While we consider FFO available to common shareholders and Operating FFO available to common shareholders useful measures for reviewing our comparative operating and financial performance between periods or to compare our performance to different REITs, our computations of FFO and Operating FFO may differ from the computations utilized by other real estate companies, and therefore, may not be comparable. We recognize the limitations of FFO and Operating FFO when compared to GAAP net income available to common shareholders. FFO and Operating FFO available to common shareholders do not represent amounts available for needed capital replacement or expansion, debt service obligations, or other commitments and uncertainties. In addition, FFO and Operating FFO do not represent cash generated from operating activities in accordance with GAAP and are not necessarily indicative of cash available to fund cash needs, including the payment of dividends. FFO and Operating FFO are simply used as additional indicators of our operating performance.
Adjusted EBITDA/Proforma Adjusted EBITDA
Adjusted EBITDA is net income or loss plus depreciation and amortization, net interest expense, severance expense, income taxes, gain or loss on sale of real estate, and impairments of real estate, if any. Adjusted EBITDA should not be considered an alternative measure of operating results or cash flow from operations as determined in accordance with GAAP. Proforma Adjusted EBITDA further adjusts for the effect of the acquisition or disposition of properties during the period.
Same Property Operating Income
Same Property Operating Income ("Same Property NOI") is a supplemental non-GAAP financial measure of real estate companies' operating performance. Same Property NOI is considered by management to be a relevant performance measure of our operations because it includes only the NOI of comparable properties for the reporting period. Same Property NOI excludes acquisitions, dispositions, and redevelopment properties. A property is designated as redevelopment when projected costs exceed $1.0 million, and the construction impacts approximately 20% or more of the income producing property's gross leasable area ("GLA") or the location and nature of the construction significantly impacts or disrupts the daily operations of the property.
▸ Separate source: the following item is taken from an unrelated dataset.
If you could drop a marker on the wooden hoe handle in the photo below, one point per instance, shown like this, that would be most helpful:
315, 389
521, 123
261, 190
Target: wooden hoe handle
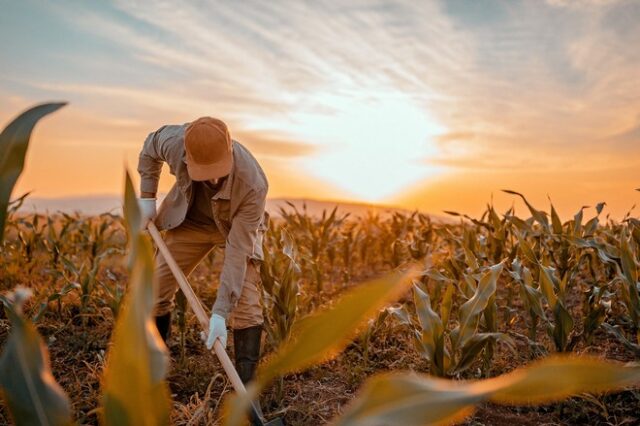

Redevelopment may also include a portion of certain properties designated as same property for which we are adding additional GLA or retenanting space. Same Property NOI is calculated using consolidated operating income and adjusted to exclude management and other fee income, depreciation and amortization, general and administrative expense, provision for impairment and non-comparable income/expense adjustments such as straight-line rents, lease termination fees, above/below market rents, and other non-comparable operating income and expense adjustments.
In addition, to Same Property NOI, the Company also believes Same Property NOI with Redevelopment to be a relevant performance measure of our operations. Same Property NOI with Redevelopment follows the same methodology as Same Property NOI, however it is inclusive of redevelopment activity that significantly impacts the entire property, as well as lesser redevelopment activity where we are adding GLA or retenanting a specific space.
Same Property NOI should not be considered an alternative to net income in accordance with GAAP or as a measure of liquidity. Our method of calculating Same Property NOI may differ from methods used by other REITs and, accordingly, may not be comparable to such other REITs.